U.S. Senator Ben Cardin, a senior member of the Senate Environment and Public Works Committee, and Chris Van Hollen, a member of the Senate Appropriations Committee, and Congressmen Steny Hoyer, Dutch Ruppersberger, John Sarbanes, Kweisi Mfume, Anthony Brown, Jamie Raskin, and David Trone (all D-Md.) announced that Maryland has received $144,181,000 for fiscal 2022 from the Infrastructure Investment & Jobs Act they voted to enact to modernize the state’s water infrastructure and deliver safe, clean water to communities.
This funding, administered through the U.S. Environmental Protection Agency, can be used to support projects that put Marylanders to work in good-paying jobs and promote healthy communities.
“Clean water is foundational to life and our economy in Maryland,” the lawmakers said. “That’s why we fought to pass the infrastructure modernization bill and deliver these historic water infrastructure investments to help bring safe drinking water to our communities, modernize critical stormwater and sewer systems, and protect the health of the Chesapeake Bay ― while supporting good-paying jobs across our state. We will continue working to ensure every Marylander has access to safe drinking water and to provide our communities with the resources they need.”
This funding can be used to:
- Deliver safe drinking water by replacing lead service lines and ensuring water is rid of lead and other contaminants; and
- Ensure clean water for communities by upgrading wastewater and stormwater management systems that are critical to safely returning used water to the environment, enabling more people to swim, fish, and play in cleaner and healthier waters.

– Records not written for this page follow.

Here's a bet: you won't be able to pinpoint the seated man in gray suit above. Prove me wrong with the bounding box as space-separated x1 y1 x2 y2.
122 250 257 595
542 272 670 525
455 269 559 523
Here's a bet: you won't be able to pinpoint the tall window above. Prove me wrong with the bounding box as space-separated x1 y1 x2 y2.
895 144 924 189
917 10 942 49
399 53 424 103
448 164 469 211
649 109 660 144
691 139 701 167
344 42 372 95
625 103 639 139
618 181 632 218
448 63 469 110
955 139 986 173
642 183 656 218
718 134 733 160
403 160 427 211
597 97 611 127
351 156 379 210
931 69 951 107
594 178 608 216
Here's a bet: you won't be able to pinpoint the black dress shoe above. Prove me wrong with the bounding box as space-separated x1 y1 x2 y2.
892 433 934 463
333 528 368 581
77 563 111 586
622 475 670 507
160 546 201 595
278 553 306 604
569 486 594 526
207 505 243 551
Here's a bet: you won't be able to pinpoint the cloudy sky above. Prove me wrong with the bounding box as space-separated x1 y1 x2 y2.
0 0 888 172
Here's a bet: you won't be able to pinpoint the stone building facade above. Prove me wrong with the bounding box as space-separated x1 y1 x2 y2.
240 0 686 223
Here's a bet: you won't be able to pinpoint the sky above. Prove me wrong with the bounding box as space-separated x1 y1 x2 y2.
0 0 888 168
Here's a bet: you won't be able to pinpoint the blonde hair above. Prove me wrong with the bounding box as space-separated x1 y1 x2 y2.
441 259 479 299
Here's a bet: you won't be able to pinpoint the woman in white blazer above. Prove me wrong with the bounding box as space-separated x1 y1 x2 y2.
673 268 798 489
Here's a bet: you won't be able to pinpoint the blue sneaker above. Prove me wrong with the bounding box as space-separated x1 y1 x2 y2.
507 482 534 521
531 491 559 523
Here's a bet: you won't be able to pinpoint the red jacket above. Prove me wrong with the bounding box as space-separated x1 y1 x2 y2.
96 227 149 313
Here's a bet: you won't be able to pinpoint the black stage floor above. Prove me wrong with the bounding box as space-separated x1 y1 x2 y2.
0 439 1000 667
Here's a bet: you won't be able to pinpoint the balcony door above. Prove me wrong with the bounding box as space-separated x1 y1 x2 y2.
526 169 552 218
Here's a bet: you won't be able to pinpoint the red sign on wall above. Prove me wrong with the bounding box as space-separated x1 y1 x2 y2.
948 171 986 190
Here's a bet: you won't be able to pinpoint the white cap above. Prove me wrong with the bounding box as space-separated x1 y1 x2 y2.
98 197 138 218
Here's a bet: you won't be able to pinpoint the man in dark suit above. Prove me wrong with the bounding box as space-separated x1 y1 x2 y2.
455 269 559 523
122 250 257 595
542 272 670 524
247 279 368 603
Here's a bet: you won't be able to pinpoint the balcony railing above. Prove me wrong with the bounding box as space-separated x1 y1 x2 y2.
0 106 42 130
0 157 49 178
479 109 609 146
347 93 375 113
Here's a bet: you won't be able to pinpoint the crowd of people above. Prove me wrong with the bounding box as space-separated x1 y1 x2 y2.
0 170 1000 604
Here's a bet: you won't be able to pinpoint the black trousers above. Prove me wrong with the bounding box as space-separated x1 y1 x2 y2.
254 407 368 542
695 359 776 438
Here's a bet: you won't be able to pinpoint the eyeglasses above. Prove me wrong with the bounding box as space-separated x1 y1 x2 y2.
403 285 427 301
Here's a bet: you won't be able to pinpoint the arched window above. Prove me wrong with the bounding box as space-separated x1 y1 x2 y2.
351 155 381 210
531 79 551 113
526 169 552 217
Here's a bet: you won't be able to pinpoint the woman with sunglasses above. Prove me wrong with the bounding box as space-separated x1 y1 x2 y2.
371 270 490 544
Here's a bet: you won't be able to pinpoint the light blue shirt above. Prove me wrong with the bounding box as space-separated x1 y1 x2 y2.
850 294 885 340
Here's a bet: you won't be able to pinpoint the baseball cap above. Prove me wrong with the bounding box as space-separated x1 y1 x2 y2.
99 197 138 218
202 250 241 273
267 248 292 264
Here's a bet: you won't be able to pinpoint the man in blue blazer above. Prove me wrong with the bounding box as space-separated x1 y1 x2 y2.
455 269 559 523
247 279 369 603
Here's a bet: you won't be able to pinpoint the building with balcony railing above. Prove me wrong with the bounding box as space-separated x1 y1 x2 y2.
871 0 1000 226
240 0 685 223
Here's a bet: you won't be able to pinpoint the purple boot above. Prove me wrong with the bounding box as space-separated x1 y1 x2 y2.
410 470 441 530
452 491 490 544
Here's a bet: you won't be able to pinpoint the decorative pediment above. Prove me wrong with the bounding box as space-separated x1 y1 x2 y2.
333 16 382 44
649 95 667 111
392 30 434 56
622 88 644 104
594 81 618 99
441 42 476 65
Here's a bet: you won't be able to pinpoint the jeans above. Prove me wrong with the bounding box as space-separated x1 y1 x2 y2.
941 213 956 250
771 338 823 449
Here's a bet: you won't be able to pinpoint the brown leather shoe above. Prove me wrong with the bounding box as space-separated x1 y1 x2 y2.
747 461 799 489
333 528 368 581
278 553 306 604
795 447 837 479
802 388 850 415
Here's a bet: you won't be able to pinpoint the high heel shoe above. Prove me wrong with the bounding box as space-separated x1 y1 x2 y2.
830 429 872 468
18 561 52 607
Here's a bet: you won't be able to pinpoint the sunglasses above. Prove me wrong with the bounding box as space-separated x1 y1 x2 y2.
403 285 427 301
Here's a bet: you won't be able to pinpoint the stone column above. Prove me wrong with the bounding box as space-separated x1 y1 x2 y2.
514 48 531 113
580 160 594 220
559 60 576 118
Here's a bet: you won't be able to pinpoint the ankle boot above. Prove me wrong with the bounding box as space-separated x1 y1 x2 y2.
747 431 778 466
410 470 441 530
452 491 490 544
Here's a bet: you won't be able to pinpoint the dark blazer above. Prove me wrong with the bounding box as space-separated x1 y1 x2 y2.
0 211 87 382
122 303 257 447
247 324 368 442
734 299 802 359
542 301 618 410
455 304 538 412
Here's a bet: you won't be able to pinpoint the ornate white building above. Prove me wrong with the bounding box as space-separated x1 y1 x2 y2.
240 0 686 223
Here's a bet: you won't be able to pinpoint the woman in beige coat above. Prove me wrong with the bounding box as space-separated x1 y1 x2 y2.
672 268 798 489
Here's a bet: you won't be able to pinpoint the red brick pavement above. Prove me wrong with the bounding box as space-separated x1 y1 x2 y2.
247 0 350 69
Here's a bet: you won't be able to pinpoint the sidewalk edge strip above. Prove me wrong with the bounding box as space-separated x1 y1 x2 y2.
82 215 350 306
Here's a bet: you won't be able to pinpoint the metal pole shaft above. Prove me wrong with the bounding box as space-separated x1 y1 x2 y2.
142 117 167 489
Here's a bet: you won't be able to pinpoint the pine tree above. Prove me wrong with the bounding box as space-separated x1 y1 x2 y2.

The Infrastructure Investment & Jobs Act, signed into law last month by President Biden, will provide more than $7 billion over five years in federal funding directly to Maryland to improve roads and bridges, public transit, water infrastructure, broadband Internet and more. The lawmakers fought to ensure passage of this crucial law in order to bring key investments to Maryland communities.